U.K.: “Safe for 72 years, now Cake Walk must close”

“Health and safety officers have closed Britain’s last ‘moving staircase’ fairground attraction, even though the ride has operated in complete safety for the past 72 years.” The owner of the former Butlin’s camp at Felixstowe says he believes the cakewalk, which has been running since 1933, is the last one left in Britain; “inspectors from the Health and Safety Executive have ruled that it must be closed because it no longer meets modern safety standards.” (David Sapsted, Daily Telegraph, Mar. 26; “Health and safety takes the cake”, Suffolk Evening Star, Mar. 25).

Bible ploy backfires

25-year-old Rhonda Maloney’s car was stuck in the snow early one February morning. Robert Harlan stopped, but not to help: he admittedly raped Maloney. Maloney escaped Harlan’s vehicle and flagged down a passing motorist, Jaquie Creazzo. Harlan responded to Creazzo’s rescue attempt by chasing after her, shooting her three times just outside the Thornton, Colorado police station, paralyzing her in the process. Harlan escaped; Maloney’s body, beaten and shot, was found seven days later. DNA and fingerprint evidence led to Harlan, who conceded the act in his trial, but sought to blame it on drugs. Nevertheless, a jury convicted him of first-degree murder.

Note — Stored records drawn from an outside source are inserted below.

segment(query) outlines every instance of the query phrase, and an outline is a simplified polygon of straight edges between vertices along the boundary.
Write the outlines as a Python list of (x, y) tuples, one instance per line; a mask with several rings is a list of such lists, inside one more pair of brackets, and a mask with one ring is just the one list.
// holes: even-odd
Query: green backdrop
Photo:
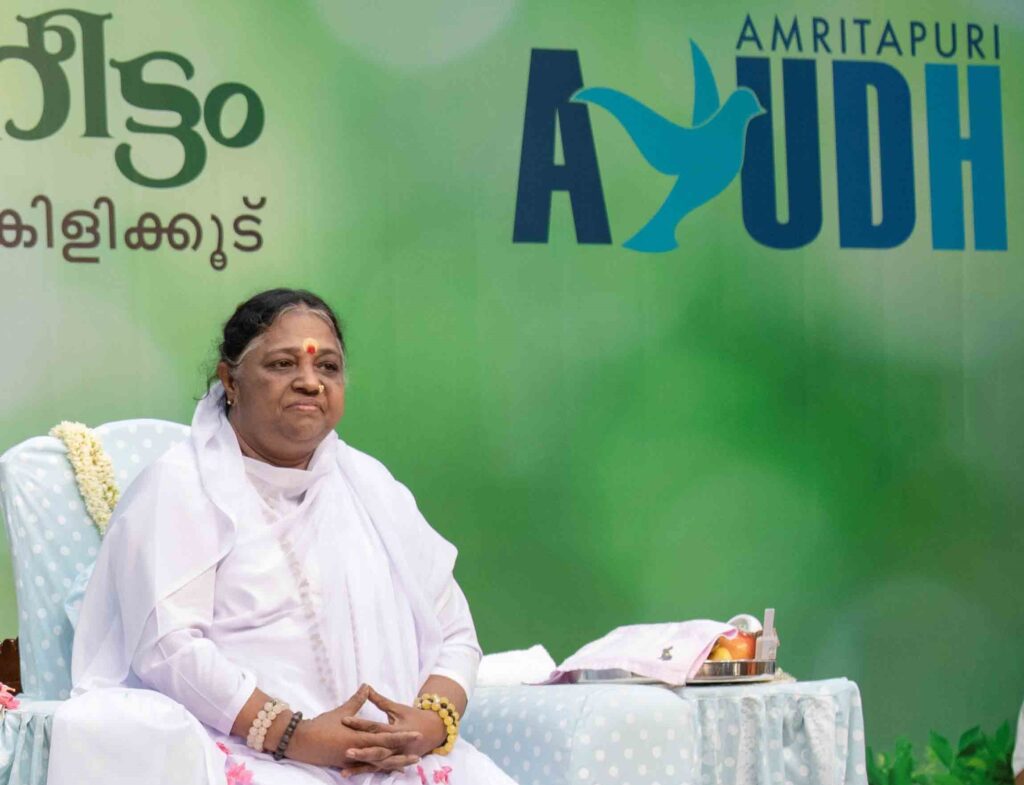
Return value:
[[(16, 16), (60, 7), (5, 0), (0, 46), (26, 45)], [(621, 244), (672, 180), (593, 107), (613, 243), (577, 243), (564, 193), (554, 196), (547, 243), (512, 242), (531, 49), (575, 50), (586, 84), (615, 86), (685, 123), (689, 39), (724, 98), (735, 88), (747, 13), (764, 35), (774, 14), (810, 24), (820, 4), (73, 8), (112, 13), (101, 64), (177, 53), (194, 66), (190, 80), (167, 60), (147, 66), (146, 79), (187, 87), (198, 104), (215, 85), (243, 83), (265, 125), (252, 144), (228, 147), (199, 123), (207, 158), (191, 182), (133, 183), (115, 163), (119, 145), (159, 177), (179, 168), (182, 153), (126, 121), (177, 117), (129, 105), (107, 65), (109, 136), (83, 135), (84, 39), (73, 19), (54, 20), (80, 45), (60, 65), (67, 120), (36, 140), (0, 130), (0, 208), (39, 229), (31, 248), (13, 228), (0, 247), (0, 448), (61, 419), (187, 422), (234, 306), (263, 288), (309, 287), (347, 328), (351, 382), (339, 430), (406, 482), (459, 546), (458, 576), (485, 650), (542, 642), (561, 659), (621, 624), (774, 606), (783, 667), (804, 679), (856, 680), (875, 747), (1016, 714), (1019, 3), (842, 0), (827, 11), (833, 21), (891, 19), (904, 32), (913, 19), (947, 30), (957, 22), (961, 50), (941, 61), (959, 66), (971, 62), (962, 25), (999, 26), (1001, 56), (987, 63), (1002, 77), (1007, 250), (971, 250), (970, 226), (967, 250), (932, 247), (923, 68), (939, 58), (924, 49), (852, 56), (893, 64), (913, 95), (917, 222), (906, 242), (840, 247), (832, 57), (805, 52), (791, 56), (819, 62), (820, 234), (792, 250), (759, 244), (744, 229), (737, 179), (683, 221), (681, 247), (666, 254)], [(58, 38), (46, 34), (51, 52)], [(0, 121), (25, 129), (45, 102), (21, 54), (0, 49)], [(773, 68), (784, 56), (764, 54)], [(238, 97), (224, 105), (224, 137), (242, 127), (244, 106)], [(39, 194), (53, 203), (52, 248), (42, 207), (30, 207)], [(116, 206), (117, 247), (97, 210), (99, 263), (65, 261), (63, 217), (104, 195)], [(265, 206), (248, 209), (243, 196), (265, 197)], [(158, 250), (127, 247), (125, 231), (146, 211), (165, 224), (196, 216), (200, 248), (170, 249), (170, 235)], [(239, 237), (227, 231), (227, 266), (215, 270), (210, 216), (230, 230), (241, 214), (259, 217), (262, 247), (236, 250)], [(13, 636), (6, 558), (0, 585), (0, 633)]]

At the penalty hearing, two women testified that Harlan had sexually assaulted them, as well. The jury was then instructed by the judge, as per Colorado law at the time, to make an “individual moral assessment” in deciding whether Harlan should receive a life sentence or the death penalty. (As a wise judge once noted to me, the judicial system cannot decide whether someone will die, but only when.)

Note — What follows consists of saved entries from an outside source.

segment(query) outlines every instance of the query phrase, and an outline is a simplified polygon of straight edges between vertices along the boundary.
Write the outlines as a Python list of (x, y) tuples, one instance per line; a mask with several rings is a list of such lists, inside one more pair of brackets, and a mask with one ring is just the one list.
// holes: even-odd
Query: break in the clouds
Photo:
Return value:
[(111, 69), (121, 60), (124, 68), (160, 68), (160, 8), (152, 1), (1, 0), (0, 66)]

In the closing arguments, Harlan’s attorneys invoked the Bible, and G-d’s mercy on Abraham, and asked the jury to impose a life sentence. With these instructions, some of the jurors allegedly consulted the Bible itself, and one juror says that a few considered the relevant provisions in Leviticus that countenanced a death sentence for murder. Eight years after the trial, the jurors were dragged in front of the court to testify; several jurors denied seeing a Bible in the jury room, but the judge resolved the disagreement by finding that the jurors did consult the Bible. By a 3-2 vote the Colorado Supreme Court affirmed. The death sentence was revoked, and a life sentence without parole was given.

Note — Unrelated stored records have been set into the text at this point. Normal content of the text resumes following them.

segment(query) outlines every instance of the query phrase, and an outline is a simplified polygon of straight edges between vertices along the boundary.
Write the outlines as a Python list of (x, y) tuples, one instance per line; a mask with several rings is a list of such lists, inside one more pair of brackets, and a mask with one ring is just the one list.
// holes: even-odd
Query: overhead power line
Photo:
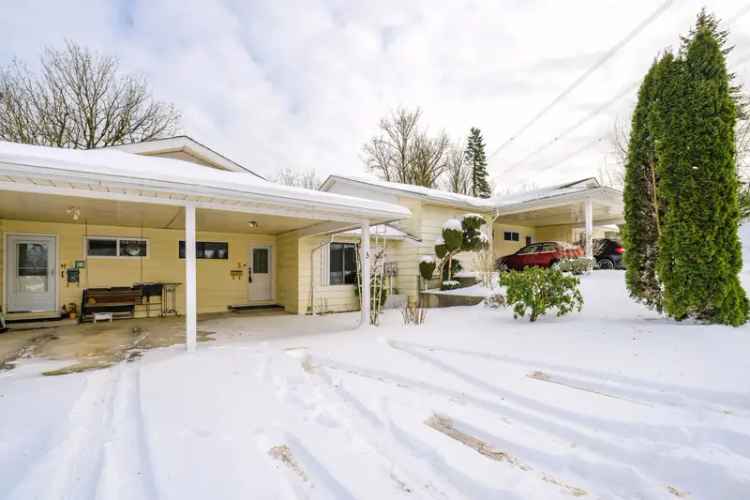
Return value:
[(601, 137), (595, 138), (591, 142), (587, 142), (582, 147), (576, 149), (572, 153), (570, 153), (568, 155), (565, 155), (563, 158), (555, 161), (554, 163), (550, 163), (549, 165), (547, 165), (546, 167), (544, 167), (542, 169), (537, 170), (537, 173), (546, 172), (547, 170), (551, 170), (551, 169), (553, 169), (553, 168), (555, 168), (557, 166), (562, 165), (563, 163), (565, 163), (566, 161), (570, 160), (574, 156), (578, 156), (579, 154), (583, 153), (587, 149), (593, 148), (594, 146), (596, 146), (597, 144), (599, 144), (600, 142), (602, 142), (606, 138), (607, 138), (607, 136), (603, 135)]
[(554, 138), (552, 138), (550, 141), (548, 141), (545, 144), (543, 144), (541, 147), (535, 149), (534, 151), (532, 151), (531, 153), (529, 153), (528, 155), (526, 155), (524, 158), (518, 160), (517, 162), (513, 163), (510, 167), (506, 168), (504, 170), (504, 173), (510, 172), (511, 170), (517, 168), (518, 166), (526, 163), (529, 159), (535, 157), (536, 155), (538, 155), (542, 151), (545, 151), (548, 148), (550, 148), (551, 146), (553, 146), (554, 144), (557, 144), (557, 142), (560, 139), (563, 139), (563, 138), (567, 137), (568, 134), (570, 134), (571, 132), (577, 130), (578, 128), (580, 128), (585, 123), (589, 122), (593, 118), (595, 118), (598, 115), (600, 115), (603, 111), (605, 111), (606, 109), (608, 109), (609, 107), (611, 107), (617, 101), (619, 101), (620, 99), (622, 99), (626, 95), (630, 94), (633, 90), (635, 90), (636, 87), (638, 87), (639, 83), (640, 83), (640, 80), (635, 80), (635, 81), (631, 82), (630, 85), (628, 85), (627, 87), (625, 87), (620, 93), (618, 93), (612, 99), (610, 99), (609, 101), (605, 102), (604, 104), (602, 104), (601, 106), (599, 106), (598, 108), (596, 108), (595, 110), (593, 110), (588, 115), (584, 116), (583, 118), (581, 118), (577, 122), (575, 122), (572, 125), (570, 125), (569, 127), (567, 127), (565, 130), (563, 130), (562, 132), (560, 132), (559, 134), (557, 134)]
[(621, 48), (623, 48), (625, 45), (628, 44), (633, 38), (635, 38), (641, 31), (643, 31), (649, 24), (651, 24), (657, 17), (659, 17), (661, 14), (664, 13), (672, 4), (674, 3), (674, 0), (667, 0), (666, 2), (663, 2), (654, 12), (652, 12), (646, 19), (641, 21), (630, 33), (628, 33), (625, 38), (617, 42), (612, 48), (610, 48), (601, 58), (599, 58), (593, 66), (588, 68), (586, 71), (583, 72), (581, 76), (576, 78), (573, 83), (568, 85), (568, 87), (565, 88), (565, 90), (562, 91), (560, 95), (555, 97), (552, 102), (547, 104), (545, 107), (543, 107), (534, 117), (526, 122), (521, 128), (516, 131), (515, 134), (513, 134), (510, 138), (508, 138), (504, 143), (500, 145), (489, 157), (488, 159), (492, 159), (495, 155), (497, 155), (500, 151), (508, 147), (514, 140), (516, 140), (521, 134), (526, 132), (532, 125), (534, 125), (541, 117), (543, 117), (545, 114), (549, 112), (552, 108), (554, 108), (560, 101), (565, 99), (568, 94), (570, 94), (573, 90), (575, 90), (576, 87), (578, 87), (581, 83), (583, 83), (589, 76), (591, 76), (592, 73), (594, 73), (596, 70), (598, 70), (600, 67), (604, 65), (608, 60), (614, 56), (617, 51), (619, 51)]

Tough question: we probably don’t want Leviticus to be the law of the land. The pork lobby would never countenance Leviticus 11:7-8. On the other hand, the Colorado Supreme Court acknowledged that it would’ve been appropriate for a juror to speak the phrase “eye for an eye” in the course of argument during deliberations. And, indeed, during the voir dire, Harlan’s attorney asked one of the jurors about his feeling about that maxim. If jurors can be trusted with following the law in the face of an oral discussion, why does the written word have such power to cloud jurors’ minds? The precedent won’t matter much: Colorado changed its law in 1999 to have judges determine death sentences, though, of course, Ring v. Arizona put the jury back in charge of the decision. It seems a hair was split awfully thin to overturn a death sentence. The dissent seems to have the better of of the argument. (People v. Harlan (Colo. Mar. 28, 2005)); People v. Harlan, 8 P.3d 448 (Colo. 2000); Kirk Johnson, “Colorado Court Bars Execution Because Jurors Consulted Bible”, NY Times, Mar. 29; History Channel documentary; “Murderers’ Row”, Westword, Jun. 7, 2001; Colorado Attorney General Ken Salazar press release, Jun. 24, 2002). The Coloradoans Against the Death Penalty page on the case has additional links. Why didn’t the Court let a new jury resolve the question instead of simply impose a life sentence? I don’t know the answer to that.

Side trivia note: in November 2001, Justin Goetz, armed with three firearms, set the Creazzo family’s car on fire and threatened to shoot his ex-girlfriend, Creazzo’s daughter–but the paralyzed Creazzo defended herself by shooting Goetz first. (Sue Lindsay, “Man sentenced in bid to gun down good Samaritan (17 years in slay attempt)”, Rocky Mountain News, Oct. 3, 2002; AWARE page on Creazzo).